Compiling and running programs from external directories

Programs can also be edited, compiled and run from any directory with the above basic structure. So for a source file in ./Programs/Source/, all SPDZ scripts must be run from ./. The setup-online.sh script must also be run from ./ to create the relevant data. For example:

spdz$ cd ../
$ mkdir myprogs
$ cd myprogs
$ mkdir -p Programs/Source
$ vi Programs/Source/test.mpc
$ ../spdz/compile.py test.mpc
$ ls Programs/
Bytecode  Public-Input  Schedules  Source
$ ../spdz/Scripts/setup-online.sh
$ ls
Player-Data Programs
$ ../spdz/Scripts/run-online.sh test

SPDZ-2 offline phase

This implementation is suitable to generate the preprocessed data used in the online phase.

For quick run on one machine, you can call the following:

./spdz2-offline.x -p 0 & ./spdz2-offline.x -p 1

More generally, run the following on every machine:

./spdz2-offline.x -p <number of party> -N <total number of parties> -h <hostname of party 0> -c <covert security parameter>

The number of parties are counted from 0. As seen in the quick example, you can omit the total number of parties if it is 2 and the hostname if all parties run on the same machine. Invoke ./spdz2-offline.x for more explanation on the options.

./spdz2-offline.x provides covert security according to some parameter c (at least 2). A malicious adversary will get caught with probability 1-1/c. There is a linear correlation between c and the running time, that is, running with 2c takes twice as long as running with c. The default for c is 10.
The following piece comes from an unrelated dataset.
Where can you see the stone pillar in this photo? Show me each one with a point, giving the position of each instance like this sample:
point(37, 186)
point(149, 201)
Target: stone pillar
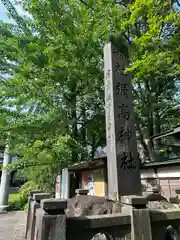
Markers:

The program will generate every kind of randomness required by the online phase until you stop it. You can shut it down gracefully pressing Ctrl-c (or sending the interrupt signal SIGINT), but only after an initial phase, the end of which is marked by the output Starting to produce gf2n. Note that the initial phase has been reported to take up to an hour. Furthermore, 3 GB of RAM are required per party.

Benchmarking the MASCOT offline phase

The MASCOT implementation is not suitable to generate the preprocessed data for the online phase because it can only generate either multiplication triples or bits. Nevertheless, an online computation only using data of one kind can run from the output of MASCOT offline phase if Player-Online.x is run with the options -lg2 128 -lgp 128.
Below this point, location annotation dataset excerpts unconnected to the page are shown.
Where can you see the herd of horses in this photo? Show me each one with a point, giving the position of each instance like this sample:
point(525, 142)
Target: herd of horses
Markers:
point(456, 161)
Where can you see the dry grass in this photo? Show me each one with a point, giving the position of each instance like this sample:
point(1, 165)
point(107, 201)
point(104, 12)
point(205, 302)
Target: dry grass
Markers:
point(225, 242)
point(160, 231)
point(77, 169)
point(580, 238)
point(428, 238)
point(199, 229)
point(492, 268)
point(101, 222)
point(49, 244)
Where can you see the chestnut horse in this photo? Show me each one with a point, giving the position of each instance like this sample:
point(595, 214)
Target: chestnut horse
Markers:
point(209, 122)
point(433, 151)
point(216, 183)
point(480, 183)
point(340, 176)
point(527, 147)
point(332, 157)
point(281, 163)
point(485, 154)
In order to compile the MASCOT code, the following must be set in CONFIG or CONFIG.mine:

USE_GF2N_LONG = 1

It also requires SimpleOT:

git submodule update --init SimpleOT
cd SimpleOT
make

If SPDZ has been built before, any compiled code needs to be removed:

make clean

HOSTS must contain the hostnames or IPs of the players, see HOSTS.example for an example.

Then, MASCOT can be run as follows:

host1:$ ./ot-offline.x -p 0 -c

host2:$ ./ot-offline.x -p 1 -c

Benchmarking Overdrive offline phases

We have implemented several protocols to measure the maximal throughput for the Overdrive paper. As for MASCOT, these implementations are not suited to generate data for the online phase because they only generate one type at a time.

Binary Protocol
simple-offline.x SPDZ-1 and High Gear (with command-line argument -g)
pairwise-offline.x Low Gear
cnc-offline.x SPDZ-2 with malicious security (covert security with command-line argument -c)
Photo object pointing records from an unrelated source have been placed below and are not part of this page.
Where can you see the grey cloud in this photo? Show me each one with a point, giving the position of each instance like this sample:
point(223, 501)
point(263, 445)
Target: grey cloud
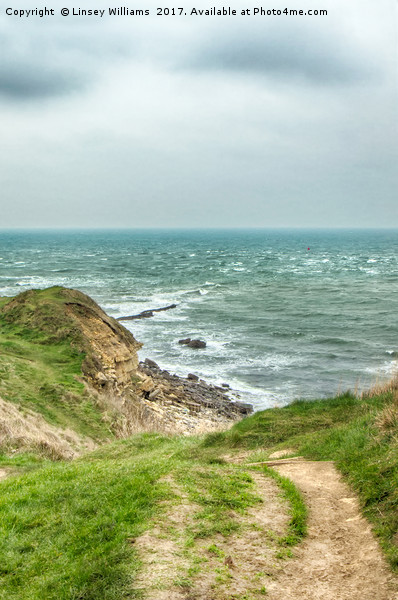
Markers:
point(29, 81)
point(285, 54)
point(39, 62)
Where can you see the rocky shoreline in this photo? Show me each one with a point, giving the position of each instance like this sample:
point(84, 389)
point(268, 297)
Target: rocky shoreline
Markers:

These programs can be run similarly to spdz2-offline.x, for example:

host1:$ ./simple-offline.x -p 0 -h host1

host2:$ ./simple-offline.x -p 1 -h host1

Running any program without arguments describes all command-line arguments.

Memory usage

Lattice-based ciphertexts are relatively large (in the order of megabytes), and the zero-knowledge proofs we use require storing some hundred of them. You must therefore expect to use at least some hundred megabytes of memory per thread. The memory usage is linear in MAX_MOD_SZ (determining the maximum integer size for computations in steps of 64 bits), so you can try to reduce it (see the compilation section for how set it). For some choices of parameters, 4 is enough while others require up to 8. The programs above indicate the minimum MAX_MOD_SZ required, and they fail during the parameter generation if it is too low.